Charles jura par la Mère de Dieu, qu’il aimerait mieux être enterré que de demander un accord qui serait sa honte, « Car si Girart me refusait par rancune, alors je serais honni et avili. — Sire, si Girart refuse comme tu dis, c’est de son côté que sera le tort et que le droit aura été mis en oubli. Tu auras accompli notre désir ; dès lors nous t’aiderons de bon cœur et celui qui mourra pour toi n’aura pas succombé pour une mauvaise cause[1]. » La démarche fut adoptée et le messager choisi : ce fut Tibert de Vaubeton, le vieillard gris, qui parlait bien et sagement.
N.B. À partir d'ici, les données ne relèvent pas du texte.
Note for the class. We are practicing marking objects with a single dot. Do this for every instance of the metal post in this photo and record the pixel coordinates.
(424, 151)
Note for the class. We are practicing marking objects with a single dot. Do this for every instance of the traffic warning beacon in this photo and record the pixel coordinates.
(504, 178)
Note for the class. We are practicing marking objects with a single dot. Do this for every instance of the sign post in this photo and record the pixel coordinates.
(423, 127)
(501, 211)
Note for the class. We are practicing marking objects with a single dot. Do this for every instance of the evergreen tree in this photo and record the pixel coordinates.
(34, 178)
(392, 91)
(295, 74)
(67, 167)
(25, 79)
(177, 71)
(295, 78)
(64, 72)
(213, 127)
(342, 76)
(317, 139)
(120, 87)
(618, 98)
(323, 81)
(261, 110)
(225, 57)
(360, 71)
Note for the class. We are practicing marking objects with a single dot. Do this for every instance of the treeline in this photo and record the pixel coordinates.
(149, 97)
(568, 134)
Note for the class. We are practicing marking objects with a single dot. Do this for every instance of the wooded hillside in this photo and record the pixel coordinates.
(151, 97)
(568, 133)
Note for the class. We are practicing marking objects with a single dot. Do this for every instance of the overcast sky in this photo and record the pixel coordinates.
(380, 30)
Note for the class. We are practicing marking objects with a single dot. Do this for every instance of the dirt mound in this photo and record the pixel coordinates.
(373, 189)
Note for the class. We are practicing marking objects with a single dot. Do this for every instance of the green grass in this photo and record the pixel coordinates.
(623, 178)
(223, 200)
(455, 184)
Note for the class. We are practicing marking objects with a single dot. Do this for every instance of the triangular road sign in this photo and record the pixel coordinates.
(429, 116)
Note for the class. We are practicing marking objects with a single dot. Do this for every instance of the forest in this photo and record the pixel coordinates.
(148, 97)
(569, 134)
Il avait jugé selon le droit en mille causes, sans avoir été contredit ni démenti une seule fois. C’est lui qui fournira le message. Mais, quoi qu’il advienne de l’accord, Vaubeton ne demeure pas moins couvert de morts, et cent mille dames sont veuves de leurs maris.

172. Tibert mena avec lui Garnier de Blaye, cousin germain de Girart et fils d’Araive[2], mais il était homme lige de Charles pour le fief de son aïeul. Monté sur un cheval gascon, il passa par-dessus les corps de mille damoiseaux frappés par l’épée, et parla à Girart en homme sage.
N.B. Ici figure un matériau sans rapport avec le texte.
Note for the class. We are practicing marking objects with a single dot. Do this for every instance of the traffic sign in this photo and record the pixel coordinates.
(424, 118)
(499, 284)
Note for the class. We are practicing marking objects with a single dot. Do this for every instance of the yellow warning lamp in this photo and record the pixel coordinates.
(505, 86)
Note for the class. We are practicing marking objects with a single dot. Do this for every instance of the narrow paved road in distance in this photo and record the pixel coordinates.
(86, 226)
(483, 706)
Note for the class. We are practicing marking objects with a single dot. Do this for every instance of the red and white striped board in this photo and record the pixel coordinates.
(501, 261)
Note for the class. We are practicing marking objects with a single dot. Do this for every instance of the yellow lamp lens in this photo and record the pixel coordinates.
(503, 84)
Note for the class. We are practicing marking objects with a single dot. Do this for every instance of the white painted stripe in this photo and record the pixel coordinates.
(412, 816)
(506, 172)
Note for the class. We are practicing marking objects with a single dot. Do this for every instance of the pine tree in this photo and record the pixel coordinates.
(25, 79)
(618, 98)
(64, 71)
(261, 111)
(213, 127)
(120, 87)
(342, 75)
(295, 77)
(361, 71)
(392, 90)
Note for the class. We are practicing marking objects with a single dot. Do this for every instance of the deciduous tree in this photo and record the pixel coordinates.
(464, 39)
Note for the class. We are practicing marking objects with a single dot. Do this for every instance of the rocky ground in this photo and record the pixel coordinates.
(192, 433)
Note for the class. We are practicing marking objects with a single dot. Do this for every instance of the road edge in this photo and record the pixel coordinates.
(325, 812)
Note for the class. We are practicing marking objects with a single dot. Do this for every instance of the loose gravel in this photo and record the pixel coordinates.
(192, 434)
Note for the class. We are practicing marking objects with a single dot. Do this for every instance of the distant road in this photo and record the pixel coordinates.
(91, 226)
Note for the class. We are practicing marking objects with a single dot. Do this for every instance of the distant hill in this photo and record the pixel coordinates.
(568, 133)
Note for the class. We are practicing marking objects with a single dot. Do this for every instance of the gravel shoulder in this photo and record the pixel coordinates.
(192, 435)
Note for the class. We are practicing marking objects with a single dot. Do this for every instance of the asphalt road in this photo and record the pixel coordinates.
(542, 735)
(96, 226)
173. Girart était debout, triste et soucieux, quand il vit devant lui les deux messagers. Garnier parla le premier en preux damoiseau : « Girart, fais droit et prends-nous[3]. » Et le comte répondit plein de colère : « Je vous en jure le Père glorieux, que si un autre que vous m’était venu apporter ce message, je lui aurais fait couper pied ou poing. Il m’a tué mon père, ce roi...[4], et maintenant il me propose un

  1. Non er peritz ; il y a là une idée religieuse : perir indique la mort de l’âme, voy. Du Cange peritio ; mourir pour une bonne cause était assimilé au martyre ; voy. p. 83, n. 3.
  2. Plus loin, § 175, « Garnier le fils d’Aimon ».
  3. À titre d’ôtages.
  4. Reis de soudoz Oxf., reis de sotos L., rei dissopdos P. (v. 2314), je ne sais ce que cela veut dire.